Printing a banner in 300dpi... help needed

Greenclaws

New Member
Hi guys,

I'm new to creating artwork for printing and I have to create artwork for a banner that the printer specified is to be 850mm x 2070mm @ 300dpi but can be half size (oh joy!) then printed at 200%. Even half size is 5013x12428 pixels which is 62 megapixels. That's alright for vector files but I have photos I need to use that are 'only' 12 megapixels. Apart from just majorly stretching a photo, is there any technique I'm missing to create artwork for this staggering resolution? What do people do when the resolution is 1440dpi? :icon_lol: Stitch sixty 18 megapixel photos together? :icon_scared:

Thank you for any advice you can give.
 
Hi guys,

I'm new to creating artwork for printing and I have to create artwork for a banner that the printer specified is to be 850mm x 2070mm @ 300dpi but can be half size (oh joy!) then printed at 200%. Even half size is 5013x12428 pixels which is 62 megapixels. That's alright for vector files but I have photos I need to use that are 'only' 12 megapixels. Apart from just majorly stretching a photo, is there any technique I'm missing to create artwork for this staggering resolution? What do people do when the resolution is 1440dpi? :icon_lol: Stitch sixty 18 megapixel photos together? :icon_scared:

Thank you for any advice you can give.

You don't need to go up to 1440dpi at all, often for larger format you can get away with say, 150dpi, as it is only to be viewed at more of a distance. This could be what was meant when the half size comment was made.

Really you ought to speak with the printer and see what they suggest as they are the ones who will be printing it.
 
When I designed the artwork for a large pull-up banner (about 10 ft. tall, by 4/5 ft. wide) I made the Artwork 25% which was then stretched by the printer. Not ideal but the photos restricted me, up close the quality doesnt look great but when viewing from a distance which is what it is intended for it's fine.
 
Judging by the dimensions you have given this is for a roll up banner. I used to make a lot of these and I could produce a 300dpi PDF using the PDFx1A profile at 10% size and blow up through a RIP on the printer. Never had any problems with resolution as the RIP did it all for you. See if the printer can handle that sort of enlargement and as long as your 10% original is at 300dpi it should work fine

Mark
 
Thanks for the quick response.

I know nobody would ever need to do 1440dpi but they offer it!

300dpi and 150dpi are the same dimensions in photoshop, that's why they said I could half the physical dimensions. That's still absolutely huge when you're working with photos though. I just wondered how you guys deal with it.
 
Sorry, those two other replies arrived after I started writing, and it says I can't edit my message unless the admin says so! Ok so:

Thanks for all the replies. @smartsignandprint That's right! :) Thanks for the advice, I'll ask the staff at the printers if it can do that enlargement, but the original 1702x4536 at 150dpi artwork I submitted was 'way too small and low quality'.
 
If you have it as a PDF and they have an anywhere near reasonable rip it should enlarge without issue.

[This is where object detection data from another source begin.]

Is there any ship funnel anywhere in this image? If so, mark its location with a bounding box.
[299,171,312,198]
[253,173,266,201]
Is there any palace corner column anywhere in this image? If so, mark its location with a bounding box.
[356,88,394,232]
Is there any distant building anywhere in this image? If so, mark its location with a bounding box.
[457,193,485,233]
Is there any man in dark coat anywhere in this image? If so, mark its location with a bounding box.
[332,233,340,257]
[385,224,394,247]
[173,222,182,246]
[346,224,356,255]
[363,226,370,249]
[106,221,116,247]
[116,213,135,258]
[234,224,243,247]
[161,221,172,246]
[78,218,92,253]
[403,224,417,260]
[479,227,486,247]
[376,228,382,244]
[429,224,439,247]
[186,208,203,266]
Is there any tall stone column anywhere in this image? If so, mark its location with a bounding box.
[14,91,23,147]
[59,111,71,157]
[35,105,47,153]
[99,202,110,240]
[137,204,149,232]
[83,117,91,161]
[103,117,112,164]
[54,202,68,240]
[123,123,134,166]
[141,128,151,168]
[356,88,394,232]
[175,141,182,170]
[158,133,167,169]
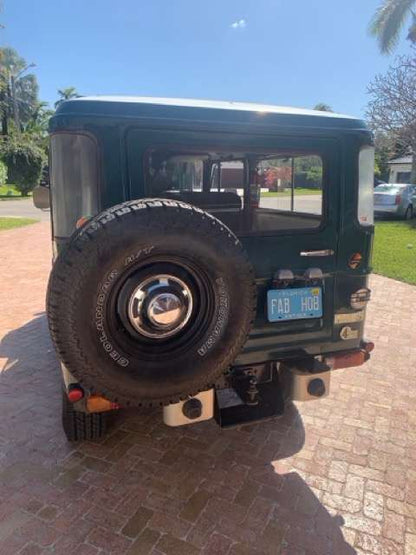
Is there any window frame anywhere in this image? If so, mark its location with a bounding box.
[48,129,102,238]
[142,143,330,237]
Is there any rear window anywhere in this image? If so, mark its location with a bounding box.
[145,148,324,234]
[50,133,99,237]
[374,185,404,194]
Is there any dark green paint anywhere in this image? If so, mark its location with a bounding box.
[50,99,373,364]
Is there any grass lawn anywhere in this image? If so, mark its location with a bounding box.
[373,220,416,285]
[260,187,322,197]
[0,218,39,231]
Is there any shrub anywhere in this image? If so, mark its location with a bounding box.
[0,136,45,195]
[0,160,7,185]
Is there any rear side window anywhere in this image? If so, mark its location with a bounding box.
[144,147,324,234]
[50,133,98,237]
[357,145,374,226]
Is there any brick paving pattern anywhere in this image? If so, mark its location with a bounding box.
[0,223,416,555]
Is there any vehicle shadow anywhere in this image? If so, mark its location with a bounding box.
[0,314,356,555]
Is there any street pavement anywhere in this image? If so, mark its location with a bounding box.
[0,198,50,222]
[0,222,416,555]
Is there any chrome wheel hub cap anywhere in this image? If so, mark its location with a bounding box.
[128,274,193,339]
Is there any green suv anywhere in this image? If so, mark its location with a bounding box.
[34,97,374,440]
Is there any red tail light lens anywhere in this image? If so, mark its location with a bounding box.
[350,288,371,310]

The biggest image size I produce is 300dpi at 20% size and enlarge from there just so the RIP process is a touch quicker.


Mark
 
Hi All - lets get my pedantic bit out the way first... you're talking about ppi. Pixels per inch. Not dpi - dots per inch. When you mention 1440dpi, I suspect you're confusing the output resolution of the printer which has nothing at all to do with the resolution of your image file. The two are completely unrelated in every respect.

When you're building artwork for wide format print all you really care about is the pixels per inch at final image size, and how that looks based on the viewing distance involved. A building wrap can look great from a file 25ppi or less at final size (yep,1mm pixels) but a lightbox needs 200ppi at final size for close up viewing. There is no one correct answer. As has been outlined above, the printer should be asking you about your viewing distance and helping you create an adequate file, without working with enormous files unnecessarily.

I've tested 200ppi vs 300ppi files on lightboxes, and not one of the (graphics professional) customers who looked could tell the difference, so I've concluded that 200ppi at final output size is the highest res needed for wide format output under any circumstances.

Late to the party I know, but thought I'd add my 2p.
 
It's called the Nyquist limit.
It's related to the signal to noise ratio. Basically an output device can only produce a certain quality from a signal, improving the signal works up until the the Nyquist limit, then has no effect.
Effectively, if you take a photo at 72dpi it will pixellate on a 720dpi printer. At 150dpi it will look OK, by 200-300dpi, there won't be much difference. At 3000dpi, you won't notice a difference between that & the 300dpi.
Then bring in viewing distance - look at posters on the underground, they are printed at about 25lpi, pretty much golf balls for screenprinters, viewed from 10m away they look fine.